I'd read Byron 4 part stickies in the Aquarium Plants section of the forum. Everything you need to know is there including lighting, substrate, filtration, fertilizer etc :-D


----------



## Grimmjow

As far as I know theres no downside to plants, only benefits.

Ive bought a lot of plants in the tubes, the only ones Ive ever had problems with were the already dying ones but even those are doing fine now, most of the plants in my 75 gallon I recently set up are from the tubes. Just make sure you dont get any semi-aquatic ones.


----------



## DKRST

Regarding the snails... I was very "anti-snail" when I initially set up my tank. After seeing the snails go to work on some Amazon Sword leaves that were getting "hairy" with algae, I've learned to appreciate the little scavengers. If my population eventually gets too high, I'll trap them out with the zucchini slice method that's been recommended on the forum. 

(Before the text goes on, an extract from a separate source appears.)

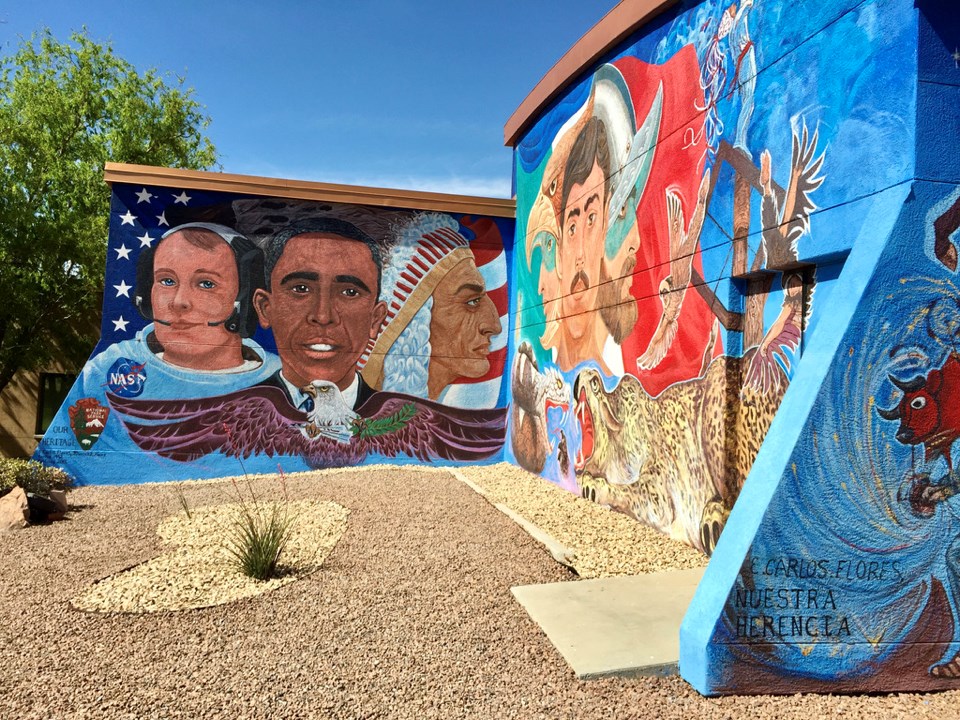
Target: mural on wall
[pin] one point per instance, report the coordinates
(251, 333)
(853, 578)
(648, 366)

IF you want a planted tank without snails and purchase plants from tanks one option is to quarantine the plants in another tank and treat with maracide (malachite green) to kill any invertebrates. I'm not certain how long you'd need to wait for any potential snail egg masses to hatch out and re-treat. I don't know how susceptible the eggs are. Apparently, the new maracide formulation won't harm plants (or so they say, I have not verified this!)


----------



## Byron

I concur with advice already given by previous members, but will add a couple things.

First just a comment on the snail issue, I love seeing these busy little beavers in my tanks. Provided they are the correct sort, they will work there way throughout the substrate (Malaysian Livebearer snails) better than anything else, they will get into places nothing else can reach to eat detritus (again MLS, plus pond snails, bladder snails), they do eat algae though this has its limits but they help. Those mentioned do not eat plants, but will consume dead or dying leaves, another benefit.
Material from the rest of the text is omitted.